DATELINE: Springfield, IL.
It seems that in a letter to the edition of the local paper someone went after His Excellency Most Reverend Thomas Paprocki, Bishop of Springfield in regard to Communion for the civilly divorced and remarried (CDRs). HERE The writer is identified as being involved with the heretical loonly-left Call To Action and the pro-sodomy Equally Blessed Coalition. It may not surprise you that he is against his bishop and against the Church’s teaching. However, in his letter to the editor he invoked all sorts of blah blah about the Synod of Bishop and quoted Archbp. Blase Cupich of Chicago about leaving Communion to the conscience of individuals blah blah. In sum, the writer painted an inaccurate picture.

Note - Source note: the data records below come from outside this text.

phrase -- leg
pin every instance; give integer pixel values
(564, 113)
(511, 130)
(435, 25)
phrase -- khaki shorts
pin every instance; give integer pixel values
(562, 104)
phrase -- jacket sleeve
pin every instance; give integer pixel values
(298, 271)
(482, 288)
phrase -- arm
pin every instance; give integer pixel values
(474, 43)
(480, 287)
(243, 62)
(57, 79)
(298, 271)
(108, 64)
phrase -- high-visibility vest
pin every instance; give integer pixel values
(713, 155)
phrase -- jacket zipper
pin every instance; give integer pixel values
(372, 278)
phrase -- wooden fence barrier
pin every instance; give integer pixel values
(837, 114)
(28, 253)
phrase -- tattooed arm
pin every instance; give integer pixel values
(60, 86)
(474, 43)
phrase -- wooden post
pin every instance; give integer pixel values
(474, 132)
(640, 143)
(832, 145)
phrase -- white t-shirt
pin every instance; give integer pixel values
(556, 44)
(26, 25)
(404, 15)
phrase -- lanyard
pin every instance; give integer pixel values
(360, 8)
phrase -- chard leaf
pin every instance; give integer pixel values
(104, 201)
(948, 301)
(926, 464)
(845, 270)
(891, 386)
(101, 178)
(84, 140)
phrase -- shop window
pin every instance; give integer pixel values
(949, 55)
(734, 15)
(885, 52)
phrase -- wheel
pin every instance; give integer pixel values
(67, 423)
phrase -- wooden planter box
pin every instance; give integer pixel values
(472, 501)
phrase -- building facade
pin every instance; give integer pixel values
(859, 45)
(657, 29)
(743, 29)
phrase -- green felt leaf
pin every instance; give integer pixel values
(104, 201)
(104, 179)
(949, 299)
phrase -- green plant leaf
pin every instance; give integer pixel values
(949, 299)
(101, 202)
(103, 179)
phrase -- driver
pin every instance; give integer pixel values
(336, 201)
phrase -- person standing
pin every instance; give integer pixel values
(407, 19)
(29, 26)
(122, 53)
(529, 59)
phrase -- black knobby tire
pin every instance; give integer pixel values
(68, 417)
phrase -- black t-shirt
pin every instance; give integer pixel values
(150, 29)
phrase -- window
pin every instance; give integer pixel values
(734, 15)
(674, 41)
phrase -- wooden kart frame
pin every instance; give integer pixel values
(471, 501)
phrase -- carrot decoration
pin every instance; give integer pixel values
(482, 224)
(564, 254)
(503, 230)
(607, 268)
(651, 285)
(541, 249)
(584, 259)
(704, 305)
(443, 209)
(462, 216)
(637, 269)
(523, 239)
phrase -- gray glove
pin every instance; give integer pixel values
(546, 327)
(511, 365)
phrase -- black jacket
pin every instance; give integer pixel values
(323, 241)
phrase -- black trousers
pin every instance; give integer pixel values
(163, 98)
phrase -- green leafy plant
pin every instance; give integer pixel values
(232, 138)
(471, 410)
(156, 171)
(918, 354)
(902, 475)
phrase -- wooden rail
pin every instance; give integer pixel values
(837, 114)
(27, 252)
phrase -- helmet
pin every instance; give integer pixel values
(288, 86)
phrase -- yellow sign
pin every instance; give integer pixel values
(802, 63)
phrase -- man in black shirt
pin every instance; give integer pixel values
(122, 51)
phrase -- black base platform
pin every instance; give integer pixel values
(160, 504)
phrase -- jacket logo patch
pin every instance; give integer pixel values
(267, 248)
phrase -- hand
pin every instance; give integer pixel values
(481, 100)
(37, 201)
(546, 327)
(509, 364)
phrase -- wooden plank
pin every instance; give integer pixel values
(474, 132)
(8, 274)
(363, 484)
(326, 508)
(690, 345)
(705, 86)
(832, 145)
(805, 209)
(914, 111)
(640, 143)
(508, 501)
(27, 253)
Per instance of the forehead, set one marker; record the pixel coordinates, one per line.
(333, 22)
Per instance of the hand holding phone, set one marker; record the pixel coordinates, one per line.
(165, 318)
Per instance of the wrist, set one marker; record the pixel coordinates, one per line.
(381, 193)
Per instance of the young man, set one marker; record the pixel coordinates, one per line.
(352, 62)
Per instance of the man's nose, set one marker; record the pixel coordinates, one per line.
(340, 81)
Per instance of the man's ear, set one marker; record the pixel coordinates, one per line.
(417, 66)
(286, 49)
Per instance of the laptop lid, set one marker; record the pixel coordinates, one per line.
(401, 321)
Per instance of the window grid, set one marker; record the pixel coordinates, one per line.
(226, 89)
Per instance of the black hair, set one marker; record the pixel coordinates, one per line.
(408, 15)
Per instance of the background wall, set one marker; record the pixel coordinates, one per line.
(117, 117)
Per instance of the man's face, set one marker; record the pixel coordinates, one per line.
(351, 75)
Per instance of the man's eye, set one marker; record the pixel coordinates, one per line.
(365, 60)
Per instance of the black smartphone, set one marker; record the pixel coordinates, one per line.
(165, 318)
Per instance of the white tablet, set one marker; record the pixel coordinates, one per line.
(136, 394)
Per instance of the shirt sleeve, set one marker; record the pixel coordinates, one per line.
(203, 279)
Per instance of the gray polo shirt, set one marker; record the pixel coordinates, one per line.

In his own turn, Bp. Paprocki responded a few days after with the truth. HERE
With my emphases and comments:
Bishop Thomas John Paprocki: ‘Conscience’ a complicated matter at Communion
Posted Dec. 26, 2015 at 10:00 PM
It is important to set the record straight about some incorrect statements made by John Freml in his letter to the editor (December 21, 2015). He notes that Archbishop Blase Cupich of Chicago has said that people in “irregular” situations, such as those who are divorced and civilly remarried and those who are in same-sex government marriages, should work with a spiritual director to come to a decision “in good conscience” about receiving Holy Communion.
Of course, those who are in “irregular situations” should talk to a qualified spiritual director or a priest in the context of sacramental confession, [but…] but forming a “good conscience” means that they will recognize and repent of their sins, resolve to reform their lives in accord with Christ’s teachings and receive absolution in the Sacrament of Reconciliation before receiving Holy Communion. [That’s the key… if you are sinning, change your life before going to Communion.]
According to the canon law of the Catholic Church, Canon 916 directs those “conscious of grave sin” to refrain from receiving Holy Communion. [AND…] Individuals must form their consciences in accord with Church teaching. Conscience assesses how a person’s concrete action in a given situation accords with Church teaching — not to determine whether one agrees with or accepts Church teaching in the first place. [Exactly. That is what the previous writer was, in essence, asserting.]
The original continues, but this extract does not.